Hodges owed his place to the late withdrawal of another local left-armer, Frank Allan. Very little is known about Hodges: this Test was also his first-class debut, and apart from the second Test of the series he played only two other first-class games the following season, taking 3 for 11 against New South Wales. He played for the Richmond club in Melbourne.
There is some confusion about his death: some claim he passed away early in 1933, aged 77, but cricket historians do not yet have confirmation. We do know that Hodges was born in 1855, in London - and although I was confident Harrods was established by then, I wasn't sure if it was on the current site. However, it seems that the shop (founded by Charles Harrod in 1824) moved to the site of the current huge store in Knightsbridge in 1849, although the original shop there was only a small one. So Hodges must have started life close by.
What's the highest score by someone who played only one one-day international? asked Chris Robinson from England
This peculiar record belongs to England's Kim Barnett, who made 84 in his first one-day international, against Sri Lanka at The Oval in 1988 - and won the match award - but never played another. England's tour of India that winter was cancelled, and Barnett was out of favour by the time the next season rolled around.
How did the American president come to be watching a Test match in Pakistan in 1959? asked Jalil Ahmed from Pakistan
The match in question was the third Test of Pakistan's home series against Australia, in Karachi in December 1959. Dwight Eisenhower, the American president, was making an informal visit to Pakistan, and was taken to the fourth day's play.

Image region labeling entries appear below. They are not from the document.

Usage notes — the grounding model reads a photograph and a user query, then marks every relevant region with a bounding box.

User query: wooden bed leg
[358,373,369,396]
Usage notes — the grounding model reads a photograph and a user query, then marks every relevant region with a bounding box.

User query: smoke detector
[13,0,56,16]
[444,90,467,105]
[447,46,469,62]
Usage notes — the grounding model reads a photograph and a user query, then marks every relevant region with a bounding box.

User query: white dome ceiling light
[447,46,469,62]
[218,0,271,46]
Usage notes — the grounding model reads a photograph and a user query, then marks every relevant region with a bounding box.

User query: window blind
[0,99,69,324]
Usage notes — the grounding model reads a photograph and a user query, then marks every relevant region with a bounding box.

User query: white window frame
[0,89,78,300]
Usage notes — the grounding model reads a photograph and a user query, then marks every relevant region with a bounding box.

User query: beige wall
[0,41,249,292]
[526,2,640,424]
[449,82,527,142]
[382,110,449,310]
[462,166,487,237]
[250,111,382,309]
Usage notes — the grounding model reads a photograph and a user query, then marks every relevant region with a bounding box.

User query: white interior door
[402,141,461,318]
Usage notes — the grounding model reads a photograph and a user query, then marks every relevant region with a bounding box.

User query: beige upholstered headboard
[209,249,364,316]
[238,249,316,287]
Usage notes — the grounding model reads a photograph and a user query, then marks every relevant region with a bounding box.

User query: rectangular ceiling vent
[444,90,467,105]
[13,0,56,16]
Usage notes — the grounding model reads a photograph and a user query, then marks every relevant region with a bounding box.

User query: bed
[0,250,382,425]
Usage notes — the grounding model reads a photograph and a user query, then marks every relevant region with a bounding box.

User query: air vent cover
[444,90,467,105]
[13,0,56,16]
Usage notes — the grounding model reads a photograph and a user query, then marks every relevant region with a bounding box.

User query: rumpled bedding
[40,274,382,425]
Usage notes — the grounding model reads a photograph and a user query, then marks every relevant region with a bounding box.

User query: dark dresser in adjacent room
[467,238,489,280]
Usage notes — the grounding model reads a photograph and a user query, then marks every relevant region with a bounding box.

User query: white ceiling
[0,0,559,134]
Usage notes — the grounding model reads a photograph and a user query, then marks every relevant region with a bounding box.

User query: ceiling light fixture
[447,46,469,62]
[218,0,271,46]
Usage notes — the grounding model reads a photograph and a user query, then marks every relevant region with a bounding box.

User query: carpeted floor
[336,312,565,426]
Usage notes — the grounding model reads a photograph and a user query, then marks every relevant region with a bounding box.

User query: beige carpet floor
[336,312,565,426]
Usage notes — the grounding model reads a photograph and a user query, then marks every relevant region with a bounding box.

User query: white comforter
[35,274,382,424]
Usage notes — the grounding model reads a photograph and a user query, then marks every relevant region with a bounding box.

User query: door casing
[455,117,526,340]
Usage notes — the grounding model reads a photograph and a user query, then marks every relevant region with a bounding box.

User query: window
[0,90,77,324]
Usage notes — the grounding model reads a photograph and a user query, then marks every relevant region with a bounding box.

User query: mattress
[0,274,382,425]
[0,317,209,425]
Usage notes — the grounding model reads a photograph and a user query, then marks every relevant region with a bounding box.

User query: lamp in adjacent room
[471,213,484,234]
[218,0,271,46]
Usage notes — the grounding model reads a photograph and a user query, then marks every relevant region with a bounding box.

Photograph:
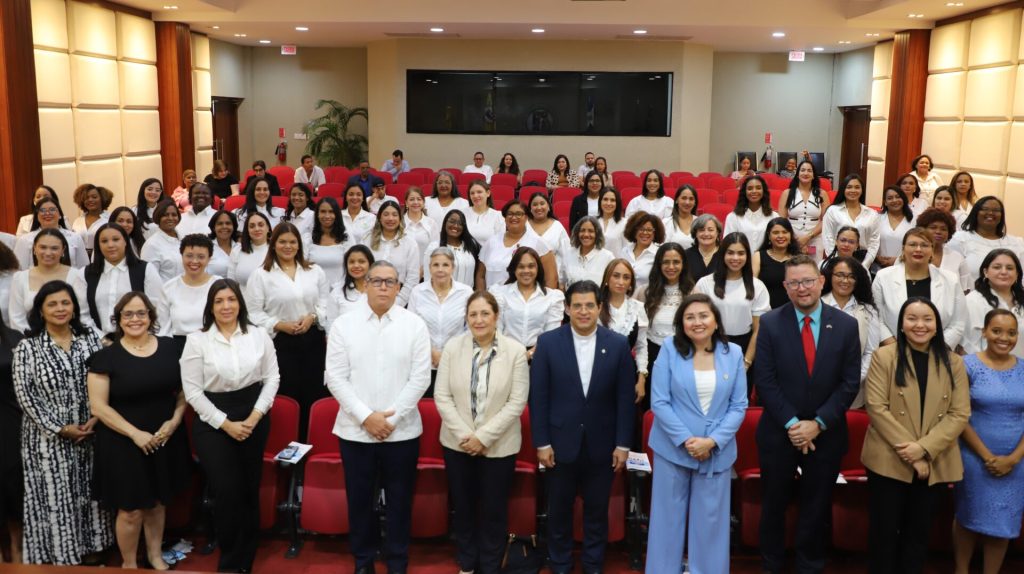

The Pakistan writer Qamaruddin Butt described the event in his tour book: "Luster was added to the scene when President Eisenhower graced the occasion with his presence at ten to twelve. His Pakistani counterpart, Field Marshal Mohammad Ayub Khan, had preceded the venerable guest to receive him. The two teams were introduced to the American president. National anthems of both America and Pakistan were played and everyone on the ground stood on his seat as a mark of respect to the distinguished visitor."
Unfortunately Eisenhower was forced to witness one of the more boring days of Test cricket: Pakistan were battling to avoid defeat, and managed only 104 runs all day, the second fewest in history (the lowest, 95, came during the same two sides' previous meeting in Karachi, in 1956-57).
Richie Benaud, Australia's captain, gifted the president his cap after he saw that he had already been given a Pakistan blazer. Fast bowler Ian Meckiff, one of the tourists, also recalled Eisenhower's arrival: "We had slugged away all morning without taking a wicket, but as soon as the president arrived three fell quickly. He was only scheduled to stay a couple of hours, but when Richie met him he asked him if he could stay a bit longer, given the difference his appearance had made to our wicket haul."